I don't believe a word from anyone who says that Canon is waiting for Nikon to see what they do with the D400. Do these people who spout off statements like that think that even Canon, having their own chip fabs, can conjure up a sensor, firmware, amplifiers, or even a new battery and get it all into a usable, rugged, reasonably bug-free camera body (keeping in mind tolerances are on the order of microns for pro camera bodies) in a matter of weeks? No, the prototyping for a product of that scale takes months, and getting anything even remotely ready for delivery can take a year or two. It's not even a matter of throwing more money and engineers at the problem (at a certain point adding more engineers makes the project unmanageable - a lot of the design for each component is the result of linear thinking).
I don't think they're going to base sensor design on what Nikon does with the D400. If they do that, they are ceding the market to Nikon for the next two years. They might play with announcement and delivery timing (I'd suspect Canon to announce after Nikon and deliver before Nikon since Nikon preannounces way too far in advance) but that's about all the impact Nikon would have on the 7D mk II - if there will be a mk II (I hope there will be).
I see people comment like this all the time: "Canon is holding back the nD waiting to see what Nikon does" or "Nikon is holding the Dn back to see what Canon does first." No, the reality is R&D takes time, and they're each sufficiently successful and have such a strong revenue pipeline that they do. not. have. to. rush.
and instead bake the product until it is actually done.

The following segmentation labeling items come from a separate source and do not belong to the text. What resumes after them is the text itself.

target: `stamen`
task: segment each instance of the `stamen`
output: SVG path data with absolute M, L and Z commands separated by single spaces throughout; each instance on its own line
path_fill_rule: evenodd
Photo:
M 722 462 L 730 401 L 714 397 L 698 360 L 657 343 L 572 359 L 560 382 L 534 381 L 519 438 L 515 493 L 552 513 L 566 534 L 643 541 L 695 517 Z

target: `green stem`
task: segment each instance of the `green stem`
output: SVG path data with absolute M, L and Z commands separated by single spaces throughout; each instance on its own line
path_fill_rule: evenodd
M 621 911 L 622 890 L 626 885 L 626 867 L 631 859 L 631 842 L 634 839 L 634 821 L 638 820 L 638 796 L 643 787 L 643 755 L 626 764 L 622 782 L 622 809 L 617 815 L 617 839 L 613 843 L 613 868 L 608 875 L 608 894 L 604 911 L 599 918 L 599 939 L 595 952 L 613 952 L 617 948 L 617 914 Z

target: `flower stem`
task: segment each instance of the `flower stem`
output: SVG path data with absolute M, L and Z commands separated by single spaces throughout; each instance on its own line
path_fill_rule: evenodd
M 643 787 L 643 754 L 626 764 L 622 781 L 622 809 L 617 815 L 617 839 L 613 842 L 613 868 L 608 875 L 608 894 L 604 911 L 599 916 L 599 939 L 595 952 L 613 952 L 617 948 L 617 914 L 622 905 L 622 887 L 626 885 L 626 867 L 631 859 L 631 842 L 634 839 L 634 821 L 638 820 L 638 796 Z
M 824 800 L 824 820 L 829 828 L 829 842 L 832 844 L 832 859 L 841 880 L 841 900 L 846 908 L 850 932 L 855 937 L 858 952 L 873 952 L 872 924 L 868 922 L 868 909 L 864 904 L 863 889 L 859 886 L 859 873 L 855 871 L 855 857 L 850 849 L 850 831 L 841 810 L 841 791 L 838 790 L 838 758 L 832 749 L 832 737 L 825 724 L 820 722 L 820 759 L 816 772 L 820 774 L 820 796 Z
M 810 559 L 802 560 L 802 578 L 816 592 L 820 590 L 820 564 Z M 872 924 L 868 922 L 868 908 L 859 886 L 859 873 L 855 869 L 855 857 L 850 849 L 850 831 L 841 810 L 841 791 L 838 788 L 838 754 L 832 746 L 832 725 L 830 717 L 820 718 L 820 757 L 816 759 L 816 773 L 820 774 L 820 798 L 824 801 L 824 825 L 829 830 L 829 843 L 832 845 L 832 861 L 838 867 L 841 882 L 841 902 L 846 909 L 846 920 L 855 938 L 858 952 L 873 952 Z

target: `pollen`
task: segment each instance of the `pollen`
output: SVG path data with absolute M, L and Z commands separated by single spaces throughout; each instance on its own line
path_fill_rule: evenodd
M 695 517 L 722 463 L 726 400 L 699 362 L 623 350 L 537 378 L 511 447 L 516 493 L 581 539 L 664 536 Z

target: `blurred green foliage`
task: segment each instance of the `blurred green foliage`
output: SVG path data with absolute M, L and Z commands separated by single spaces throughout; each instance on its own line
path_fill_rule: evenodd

They can crank out rebel after rebel after rebel because for key components they're just drawing from their existing parts bin and forking software projects, with minor tweaks so development and QA efforts are minimal, and offer a huge return for minimal investment. For the XD line (and the XXD) it's a different matter, since those models usually get the sensors, software, and other bleeding-edge components first. That's also why the xD and xxD models cost so much initially - the first unit to roll off the assembly line cost tens to hundreds of millions of dollars to product - the second about half as much, and so on until R&D is fully amortized, enabling Canon (and Nikon) to lower the price, as the sales morph from recovering losses to earning profits. See: amortization.
It's one thing to add a gimmicky articulated screen to a low-end camera body using screens from your parts bin and make a new plastic mold, and tweak sensor designs you borrowed from pro and semi-pro cameras and get the product out in a month or three, and quite another to develop a whole new hardware and software architecture (as well as a fab process, metal casting molds and precision machining tooling with a tolerance of a few microns for a mass-produced product) from the ground up.
If there is ANY truth to Canon basing the product on Nikon's announcement, it would likely be choosing between a selection of workable prototypes that are similar enough that the tooling for parts is already in place for each, or could accommodate minor variances with minimal effort. They're certainly not going to get a whole new chip fab process designed, tested and scaled up for production that quickly.